The shale oil boom has nearly come to an end amid the rout in oil prices. While prices have dropped, energy companies' debt service obligations have not. Through mid-December 2015, 41 oil & gas companies went belly up. Deloitte believes another 175 oil & gas companies with $150 billion in debt could go bankrupt. That's not good for vendors like American Railcar (NASDAQ:ARII), a leading North American manufacturer of hoppers and tank cars.
A year ago oil & gas companies and oilfield services companies could not transport oil and frac sand cross country fast enough. They were stockpiling tank cars to ensure they would not run out of modes of transportation. That demand has now changed. Cumulative year-to-date U.S. rail traffic for the week ending April 9th was down 7%; it was off 21% for petroleum and petroleum products. American Railcar put up gaudy numbers in Q4 2015 - revenue and EBITDA were up Y/Y by 73% and 42%, respectively.
The company benefited from a backlog built up during the shale boom; it may have reached an inflection point. Its backlog grew from 1,050 units in 2010 to 11,732 at the end of 2014. The backlog fell to 7,081 at year-end 2015. Analysts expect Q1 2016 revenue to fall 25% Q/Q to $196.04 million. The past is no longer prologue. I attempted to capture this phenomenon when valuing the company.
ARII Is Worth $31
Based on a bottom up analysis, ARII is worth $31 or 30% below its current price of $44.

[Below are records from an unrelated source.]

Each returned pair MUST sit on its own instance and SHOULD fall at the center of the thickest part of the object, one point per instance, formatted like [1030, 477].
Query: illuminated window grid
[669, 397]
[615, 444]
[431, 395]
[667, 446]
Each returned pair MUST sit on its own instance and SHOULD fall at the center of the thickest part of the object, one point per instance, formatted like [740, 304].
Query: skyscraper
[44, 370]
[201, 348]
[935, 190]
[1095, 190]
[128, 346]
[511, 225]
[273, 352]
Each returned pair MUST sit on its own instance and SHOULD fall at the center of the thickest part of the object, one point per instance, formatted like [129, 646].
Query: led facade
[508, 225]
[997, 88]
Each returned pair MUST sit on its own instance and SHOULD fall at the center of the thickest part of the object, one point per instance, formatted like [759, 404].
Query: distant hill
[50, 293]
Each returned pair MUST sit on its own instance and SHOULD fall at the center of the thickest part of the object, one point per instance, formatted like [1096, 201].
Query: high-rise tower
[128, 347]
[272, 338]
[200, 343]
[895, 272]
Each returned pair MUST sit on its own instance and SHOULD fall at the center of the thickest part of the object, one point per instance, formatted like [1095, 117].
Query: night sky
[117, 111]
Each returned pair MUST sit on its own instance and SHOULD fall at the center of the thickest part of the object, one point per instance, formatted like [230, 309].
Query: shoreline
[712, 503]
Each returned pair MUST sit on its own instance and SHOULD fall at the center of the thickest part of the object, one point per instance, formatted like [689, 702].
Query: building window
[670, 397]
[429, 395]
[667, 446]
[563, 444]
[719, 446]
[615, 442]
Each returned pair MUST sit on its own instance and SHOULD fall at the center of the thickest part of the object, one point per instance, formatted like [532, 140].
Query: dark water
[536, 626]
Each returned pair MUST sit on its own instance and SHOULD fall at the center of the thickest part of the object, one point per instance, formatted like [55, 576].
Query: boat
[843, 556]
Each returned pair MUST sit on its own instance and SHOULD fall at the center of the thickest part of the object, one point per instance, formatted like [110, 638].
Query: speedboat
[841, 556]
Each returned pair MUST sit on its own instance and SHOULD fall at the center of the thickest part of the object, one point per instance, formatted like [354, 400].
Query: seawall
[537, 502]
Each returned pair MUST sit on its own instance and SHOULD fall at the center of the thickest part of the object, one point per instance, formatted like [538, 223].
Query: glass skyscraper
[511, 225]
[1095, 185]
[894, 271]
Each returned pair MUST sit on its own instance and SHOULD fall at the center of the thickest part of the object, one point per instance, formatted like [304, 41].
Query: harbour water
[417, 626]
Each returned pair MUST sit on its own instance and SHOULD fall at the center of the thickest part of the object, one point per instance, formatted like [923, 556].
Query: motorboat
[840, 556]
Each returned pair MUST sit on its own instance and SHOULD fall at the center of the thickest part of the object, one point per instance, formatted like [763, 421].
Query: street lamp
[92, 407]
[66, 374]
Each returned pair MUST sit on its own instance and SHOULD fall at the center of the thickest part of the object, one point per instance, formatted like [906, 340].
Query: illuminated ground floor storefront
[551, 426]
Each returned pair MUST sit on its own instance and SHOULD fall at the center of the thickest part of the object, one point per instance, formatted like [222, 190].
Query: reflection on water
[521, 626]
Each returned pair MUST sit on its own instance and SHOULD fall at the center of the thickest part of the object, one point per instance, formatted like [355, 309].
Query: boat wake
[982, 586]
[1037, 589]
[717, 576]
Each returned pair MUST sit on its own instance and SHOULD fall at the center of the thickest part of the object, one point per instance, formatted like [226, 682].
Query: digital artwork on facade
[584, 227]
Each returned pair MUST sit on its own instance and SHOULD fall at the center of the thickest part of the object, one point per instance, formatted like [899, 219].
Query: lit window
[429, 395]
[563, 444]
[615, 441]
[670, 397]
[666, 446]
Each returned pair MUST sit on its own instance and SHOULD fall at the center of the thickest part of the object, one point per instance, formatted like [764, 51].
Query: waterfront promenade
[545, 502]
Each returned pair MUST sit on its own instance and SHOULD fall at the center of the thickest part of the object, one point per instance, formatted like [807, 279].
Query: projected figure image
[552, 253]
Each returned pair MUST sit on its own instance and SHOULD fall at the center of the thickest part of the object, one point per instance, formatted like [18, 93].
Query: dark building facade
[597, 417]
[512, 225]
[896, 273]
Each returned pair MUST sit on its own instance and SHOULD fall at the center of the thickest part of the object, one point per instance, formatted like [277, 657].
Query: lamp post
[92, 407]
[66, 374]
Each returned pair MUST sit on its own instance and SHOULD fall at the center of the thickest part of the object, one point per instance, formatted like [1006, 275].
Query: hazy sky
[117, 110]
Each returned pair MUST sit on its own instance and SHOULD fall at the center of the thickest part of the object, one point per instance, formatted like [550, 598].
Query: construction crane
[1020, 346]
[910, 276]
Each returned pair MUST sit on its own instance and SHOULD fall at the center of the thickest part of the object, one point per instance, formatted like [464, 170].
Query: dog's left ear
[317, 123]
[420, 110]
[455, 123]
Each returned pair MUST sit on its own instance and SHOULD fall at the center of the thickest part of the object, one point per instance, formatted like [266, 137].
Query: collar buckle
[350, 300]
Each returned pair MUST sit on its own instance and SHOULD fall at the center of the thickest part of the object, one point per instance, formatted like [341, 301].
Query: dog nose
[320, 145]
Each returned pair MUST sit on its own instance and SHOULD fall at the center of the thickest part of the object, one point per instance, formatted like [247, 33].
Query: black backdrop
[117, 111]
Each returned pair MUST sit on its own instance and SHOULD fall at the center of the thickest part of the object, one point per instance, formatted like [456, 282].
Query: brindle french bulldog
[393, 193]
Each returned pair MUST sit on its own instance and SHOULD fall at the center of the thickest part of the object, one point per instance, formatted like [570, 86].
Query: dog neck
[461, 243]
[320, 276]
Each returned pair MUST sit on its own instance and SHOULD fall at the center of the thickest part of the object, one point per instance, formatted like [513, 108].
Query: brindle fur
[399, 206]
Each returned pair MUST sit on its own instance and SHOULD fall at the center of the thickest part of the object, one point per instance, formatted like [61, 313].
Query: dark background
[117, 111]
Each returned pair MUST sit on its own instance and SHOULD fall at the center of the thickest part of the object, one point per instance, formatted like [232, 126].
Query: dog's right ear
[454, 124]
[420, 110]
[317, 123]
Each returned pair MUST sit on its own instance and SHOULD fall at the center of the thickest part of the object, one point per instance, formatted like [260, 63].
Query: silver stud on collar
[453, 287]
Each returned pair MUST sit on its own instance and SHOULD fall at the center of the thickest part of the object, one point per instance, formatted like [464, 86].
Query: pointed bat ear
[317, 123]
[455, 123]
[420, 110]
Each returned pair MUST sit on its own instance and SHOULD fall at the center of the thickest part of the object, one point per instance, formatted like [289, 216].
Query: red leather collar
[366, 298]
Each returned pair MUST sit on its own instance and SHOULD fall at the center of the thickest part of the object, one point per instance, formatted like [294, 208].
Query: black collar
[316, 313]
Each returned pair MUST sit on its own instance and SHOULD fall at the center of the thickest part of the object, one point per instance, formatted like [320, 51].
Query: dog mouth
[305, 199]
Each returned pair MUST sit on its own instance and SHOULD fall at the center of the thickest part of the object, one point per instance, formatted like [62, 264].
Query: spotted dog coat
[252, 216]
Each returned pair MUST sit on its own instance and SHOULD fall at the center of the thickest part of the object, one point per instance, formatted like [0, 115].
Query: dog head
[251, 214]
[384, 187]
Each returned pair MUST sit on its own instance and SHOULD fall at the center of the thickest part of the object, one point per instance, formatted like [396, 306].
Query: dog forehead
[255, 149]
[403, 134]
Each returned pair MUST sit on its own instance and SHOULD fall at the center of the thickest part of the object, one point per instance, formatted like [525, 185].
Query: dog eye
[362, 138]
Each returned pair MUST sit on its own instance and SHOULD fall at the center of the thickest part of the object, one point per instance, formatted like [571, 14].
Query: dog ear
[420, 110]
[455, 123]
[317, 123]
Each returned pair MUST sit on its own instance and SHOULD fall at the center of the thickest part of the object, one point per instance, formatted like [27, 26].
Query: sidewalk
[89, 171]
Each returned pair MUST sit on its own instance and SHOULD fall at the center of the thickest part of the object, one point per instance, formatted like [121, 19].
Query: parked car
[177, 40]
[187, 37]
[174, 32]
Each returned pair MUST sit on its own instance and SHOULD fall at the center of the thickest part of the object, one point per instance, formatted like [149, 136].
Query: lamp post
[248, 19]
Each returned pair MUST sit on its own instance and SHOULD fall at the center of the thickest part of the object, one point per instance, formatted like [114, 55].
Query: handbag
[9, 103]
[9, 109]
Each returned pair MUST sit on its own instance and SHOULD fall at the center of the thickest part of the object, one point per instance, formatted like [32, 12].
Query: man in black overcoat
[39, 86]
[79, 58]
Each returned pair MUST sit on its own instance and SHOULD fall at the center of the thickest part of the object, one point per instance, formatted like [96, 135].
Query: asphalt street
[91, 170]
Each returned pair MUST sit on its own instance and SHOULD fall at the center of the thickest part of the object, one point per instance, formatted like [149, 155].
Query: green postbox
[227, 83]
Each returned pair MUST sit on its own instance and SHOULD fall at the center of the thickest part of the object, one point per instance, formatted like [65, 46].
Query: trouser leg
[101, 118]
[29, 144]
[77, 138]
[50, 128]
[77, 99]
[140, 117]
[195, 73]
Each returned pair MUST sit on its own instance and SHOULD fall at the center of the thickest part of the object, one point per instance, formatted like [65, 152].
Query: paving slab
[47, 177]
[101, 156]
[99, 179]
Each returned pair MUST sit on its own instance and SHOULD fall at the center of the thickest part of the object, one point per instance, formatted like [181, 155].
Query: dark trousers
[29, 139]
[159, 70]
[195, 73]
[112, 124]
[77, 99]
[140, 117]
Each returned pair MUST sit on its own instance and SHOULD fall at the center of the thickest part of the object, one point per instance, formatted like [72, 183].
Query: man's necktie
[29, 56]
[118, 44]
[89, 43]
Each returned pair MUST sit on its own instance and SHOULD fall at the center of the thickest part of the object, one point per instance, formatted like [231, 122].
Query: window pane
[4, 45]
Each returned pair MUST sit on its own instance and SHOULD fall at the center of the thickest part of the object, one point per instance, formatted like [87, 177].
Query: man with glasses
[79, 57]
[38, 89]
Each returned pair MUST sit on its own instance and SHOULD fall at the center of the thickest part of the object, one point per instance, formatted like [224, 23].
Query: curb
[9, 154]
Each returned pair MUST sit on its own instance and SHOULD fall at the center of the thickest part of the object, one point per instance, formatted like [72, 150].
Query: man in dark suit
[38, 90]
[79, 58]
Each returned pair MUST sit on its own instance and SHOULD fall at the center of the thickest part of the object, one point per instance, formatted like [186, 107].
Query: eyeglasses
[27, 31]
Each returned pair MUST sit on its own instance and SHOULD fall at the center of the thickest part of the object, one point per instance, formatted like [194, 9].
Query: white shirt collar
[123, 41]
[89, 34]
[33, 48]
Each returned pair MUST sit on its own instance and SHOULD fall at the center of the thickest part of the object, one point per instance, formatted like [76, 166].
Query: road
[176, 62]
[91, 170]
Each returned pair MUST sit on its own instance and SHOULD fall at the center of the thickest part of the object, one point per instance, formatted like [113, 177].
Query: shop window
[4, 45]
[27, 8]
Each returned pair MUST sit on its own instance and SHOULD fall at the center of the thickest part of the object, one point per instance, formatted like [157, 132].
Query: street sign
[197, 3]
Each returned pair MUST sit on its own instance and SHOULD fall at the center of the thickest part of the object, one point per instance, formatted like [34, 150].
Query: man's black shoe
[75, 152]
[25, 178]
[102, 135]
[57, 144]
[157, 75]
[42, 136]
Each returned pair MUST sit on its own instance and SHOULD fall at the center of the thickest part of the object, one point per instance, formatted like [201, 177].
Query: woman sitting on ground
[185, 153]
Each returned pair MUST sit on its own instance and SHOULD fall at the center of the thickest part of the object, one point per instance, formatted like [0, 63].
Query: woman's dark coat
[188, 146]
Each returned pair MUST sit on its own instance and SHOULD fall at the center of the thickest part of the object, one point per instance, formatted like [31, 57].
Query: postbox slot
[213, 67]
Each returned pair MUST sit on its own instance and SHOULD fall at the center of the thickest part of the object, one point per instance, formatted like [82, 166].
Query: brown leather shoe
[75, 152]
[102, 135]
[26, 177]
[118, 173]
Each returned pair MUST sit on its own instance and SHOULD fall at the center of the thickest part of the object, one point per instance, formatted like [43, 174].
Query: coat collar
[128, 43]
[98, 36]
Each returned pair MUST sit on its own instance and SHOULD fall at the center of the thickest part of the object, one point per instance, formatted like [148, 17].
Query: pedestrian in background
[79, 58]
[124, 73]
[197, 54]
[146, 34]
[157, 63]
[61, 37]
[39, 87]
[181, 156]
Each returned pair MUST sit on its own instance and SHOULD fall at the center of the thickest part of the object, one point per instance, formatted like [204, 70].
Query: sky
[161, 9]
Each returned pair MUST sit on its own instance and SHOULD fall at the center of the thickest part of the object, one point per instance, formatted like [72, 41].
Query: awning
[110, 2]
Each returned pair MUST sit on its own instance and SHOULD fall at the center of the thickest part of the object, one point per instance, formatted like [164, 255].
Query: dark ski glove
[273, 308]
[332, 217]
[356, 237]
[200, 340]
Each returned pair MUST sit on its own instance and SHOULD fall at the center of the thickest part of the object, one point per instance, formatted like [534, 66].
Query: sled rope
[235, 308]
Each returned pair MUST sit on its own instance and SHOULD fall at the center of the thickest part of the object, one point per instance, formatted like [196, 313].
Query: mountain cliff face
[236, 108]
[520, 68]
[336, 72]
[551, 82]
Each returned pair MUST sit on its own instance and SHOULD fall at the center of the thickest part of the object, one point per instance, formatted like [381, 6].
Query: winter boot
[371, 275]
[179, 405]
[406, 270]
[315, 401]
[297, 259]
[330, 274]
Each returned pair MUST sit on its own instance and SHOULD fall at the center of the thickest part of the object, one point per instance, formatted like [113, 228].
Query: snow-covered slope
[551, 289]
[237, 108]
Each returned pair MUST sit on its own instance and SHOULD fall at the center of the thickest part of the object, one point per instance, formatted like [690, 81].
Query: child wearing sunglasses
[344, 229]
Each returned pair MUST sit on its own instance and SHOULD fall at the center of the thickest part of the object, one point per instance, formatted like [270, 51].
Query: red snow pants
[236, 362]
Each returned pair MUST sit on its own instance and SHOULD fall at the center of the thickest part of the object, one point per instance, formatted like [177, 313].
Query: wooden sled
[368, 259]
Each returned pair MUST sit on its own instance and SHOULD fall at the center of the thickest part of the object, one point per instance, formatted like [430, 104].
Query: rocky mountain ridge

Run-rate revenue of $784 million equates to Q1 2016E revenue of $196 million annualized. Since revenue and the backlog are expected to decline precipitously, forward expectations are a better proxy for American Railcar's earnings potential. I expect revenue and earnings to continue to retrench throughout the rest of the year.
Run-rate EBITDA is Q1 2016E EBITDA annualized. Revenue is expected to decline by 25% Q/Q. I assumed the company would be able to cut operating costs of $187 million at 90% of the rate of revenue declines (22%). That would equate to EBITDA of $51 million and a 26% margin. A margin decline from 28% in Q4 to 26% appears optimistic.
A multiple of 5.0x to 7.0x is appropriate for an industry leader in a cyclical industry in decline. I chose the bottom of the range given the expected dearth in new orders and rapid decline in the company's backlog.
The company's enterprise value (equity and debt) is $1.0 billion.
After subtracting net debt (debt less cash and equivalents) of $404 million, I derived an equity value of $618 million.
Per Share Price
I assumed 19.7 million shares outstanding which was sourced from Yahoo!. The per share price is about $31.
ARII is down 18% over the past year versus a flat return for the S&P 500 (NYSEARCA:SPY). It is in the same sector as Greenbrier (NYSE:GBX) and Trinity (NYSE:TRN) yet its revenue stream is less diversified. It is much more dependent on selling into the oil industry which is in free fall. Once Q1 revenue is announced and management opines on the outlook for the rest of the year, I expect the stock to fall faster than its peers. Avoid ARII.
Disclosure: I am/we are short ARII.
I wrote this article myself, and it expresses my own opinions. I am not receiving compensation for it. I have no business relationship with any company whose stock is mentioned in this article.